Сюда, в эту тишину, в это беззвучье, в эту ночь, из-за тысячи верст с севера по телеграфным проводам шла весть, невероятная и долгожданная, задерживаемая на передаточных пунктах теми, кому она несла гибель, и все-таки неудержимо рвущаяся вперед и вперед, та же весть, которая летела и на Карпаты, и в Эрзерум, и в Трапезунд, и на германский фронт, одних повергая в панику, в других пробуждая неслыханную силу жизни и борьбы.

Здесь, в этой мертвой и сулящей только смерть тишине Калихана, эту весть, уже после того, как она перешла с телеграфных проводов на проволоку полевого телефона, поймал телефонист Цветков.

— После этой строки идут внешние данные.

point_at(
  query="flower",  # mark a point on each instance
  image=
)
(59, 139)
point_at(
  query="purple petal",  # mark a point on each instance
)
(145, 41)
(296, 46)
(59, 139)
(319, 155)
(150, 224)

Телефонист Цветков весь превратился в слух, едва удерживая в дрожащих руках трубку; телефонист Цветков почувствовал, что на щеках у него намерзает лед; не понимая, что он плачет, телефонист Цветков выбросился из-под снега в еще немую предутреннюю тишину, в это желто-алое стоянье над снегами чуть занимающейся зари, телефонист Цветков закричал, бросая в ледяной воздух невероятные слова. К кому бежать? Кому сказать? Как всем сказать сразу?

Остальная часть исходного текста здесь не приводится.